Flip back a few years to 2010 and the property was swimming in 1239mm (49.57 inches).
A couple of decades earlier, in 1982, the Lloyd family had what was then their lowest on record, a measly total of just over 200mm or eight inches.
The property’s highest yearly rainfall total came in 1950, when 1321.75mm or 52.87 inches, fell across the 12 month period.
“You tend to get really big years and then less after that,” Martin said. “We always tend to stock on the lighter side, and that way you’re not in drought as quickly.”
After last winter’s unseasonal rain, which brought them 202.5mm (8.10 inches), they had only 75mm for the traditional summer wet season, coming in a dozen falls.

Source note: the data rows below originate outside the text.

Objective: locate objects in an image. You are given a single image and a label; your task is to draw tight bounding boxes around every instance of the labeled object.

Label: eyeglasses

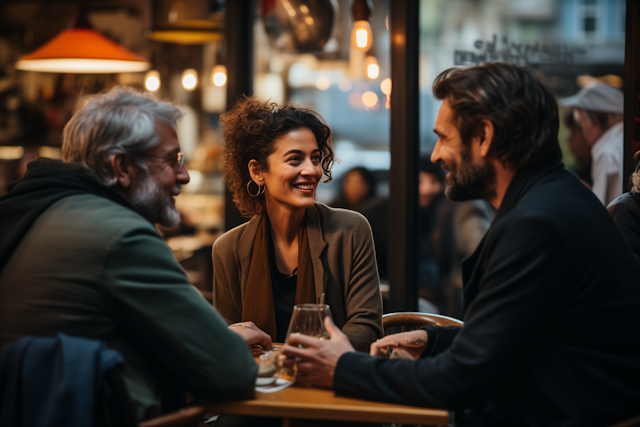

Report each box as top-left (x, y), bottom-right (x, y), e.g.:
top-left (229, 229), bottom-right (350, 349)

top-left (127, 151), bottom-right (184, 172)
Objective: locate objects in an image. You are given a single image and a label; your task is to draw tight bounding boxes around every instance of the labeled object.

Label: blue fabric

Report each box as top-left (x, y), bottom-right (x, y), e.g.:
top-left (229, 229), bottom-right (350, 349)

top-left (0, 334), bottom-right (124, 427)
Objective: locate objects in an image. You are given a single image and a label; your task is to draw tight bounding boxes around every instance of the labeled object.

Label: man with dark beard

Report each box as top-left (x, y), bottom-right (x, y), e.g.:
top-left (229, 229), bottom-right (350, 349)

top-left (0, 88), bottom-right (270, 420)
top-left (284, 63), bottom-right (640, 427)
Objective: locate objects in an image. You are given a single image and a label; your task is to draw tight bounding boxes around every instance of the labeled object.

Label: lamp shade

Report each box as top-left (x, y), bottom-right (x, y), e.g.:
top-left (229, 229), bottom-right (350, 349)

top-left (16, 28), bottom-right (150, 74)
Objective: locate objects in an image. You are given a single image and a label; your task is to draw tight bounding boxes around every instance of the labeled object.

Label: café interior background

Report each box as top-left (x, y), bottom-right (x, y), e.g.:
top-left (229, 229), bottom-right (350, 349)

top-left (0, 0), bottom-right (625, 289)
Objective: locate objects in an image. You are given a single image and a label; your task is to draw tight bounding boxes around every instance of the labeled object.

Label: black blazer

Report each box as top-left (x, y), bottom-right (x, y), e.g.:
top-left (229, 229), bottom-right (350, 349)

top-left (333, 164), bottom-right (640, 426)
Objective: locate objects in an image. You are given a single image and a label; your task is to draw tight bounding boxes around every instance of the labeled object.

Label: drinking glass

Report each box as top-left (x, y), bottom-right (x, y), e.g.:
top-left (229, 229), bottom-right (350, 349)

top-left (280, 304), bottom-right (333, 380)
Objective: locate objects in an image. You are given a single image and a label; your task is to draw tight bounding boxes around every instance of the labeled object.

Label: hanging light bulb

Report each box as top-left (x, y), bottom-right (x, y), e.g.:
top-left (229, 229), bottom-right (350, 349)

top-left (15, 10), bottom-right (151, 74)
top-left (351, 0), bottom-right (373, 51)
top-left (362, 90), bottom-right (378, 107)
top-left (182, 68), bottom-right (198, 91)
top-left (211, 64), bottom-right (227, 86)
top-left (144, 70), bottom-right (160, 92)
top-left (380, 77), bottom-right (391, 95)
top-left (364, 55), bottom-right (380, 80)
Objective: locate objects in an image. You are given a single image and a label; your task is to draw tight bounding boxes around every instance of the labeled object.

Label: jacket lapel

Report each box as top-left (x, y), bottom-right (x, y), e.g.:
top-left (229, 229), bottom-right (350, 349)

top-left (307, 206), bottom-right (329, 303)
top-left (238, 212), bottom-right (264, 300)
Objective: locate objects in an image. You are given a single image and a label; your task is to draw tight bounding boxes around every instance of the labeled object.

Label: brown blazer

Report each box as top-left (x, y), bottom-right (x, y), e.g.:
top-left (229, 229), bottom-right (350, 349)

top-left (212, 203), bottom-right (383, 352)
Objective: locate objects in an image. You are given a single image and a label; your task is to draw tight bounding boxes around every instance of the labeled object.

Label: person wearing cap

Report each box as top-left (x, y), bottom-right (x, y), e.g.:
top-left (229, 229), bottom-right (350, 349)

top-left (607, 154), bottom-right (640, 263)
top-left (560, 84), bottom-right (624, 206)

It grew a lot of saltbush and herbage, which gave them a break from feeding their 650 breeder cows.
What’s remained through summer is now dry and unpalatable, meaning they’re about to jump back on the feeding bandwagon.
Silos, augers and the tarp-covered remains of a load of grape marc in the house paddock are reminders of what they’ve endured already.
Corn, cottonseed, molasses, hay, lick blocks – they’ve all been fed to their stock over the last few years.
In March 2016, as the Burrumbuttock Hay Runners were preparing to travel to Queensland with a record-breaking load of 13,500 bales of hay worth $6m, the Queensland Country Life visited the Lloyds and shared their mind-numbing daily job of keeping stock alive.
Martin said Lorne was drought-proofed as far as water needs went, having completed the piping of bore water to all parts of the property.
The couple doesn’t give a lot of credence to short-term forecasts, saying they’re beyond getting excited about weather changes that bring them little.
For the longer term, they want to come out of the drought they’re in before they start planning for the next one.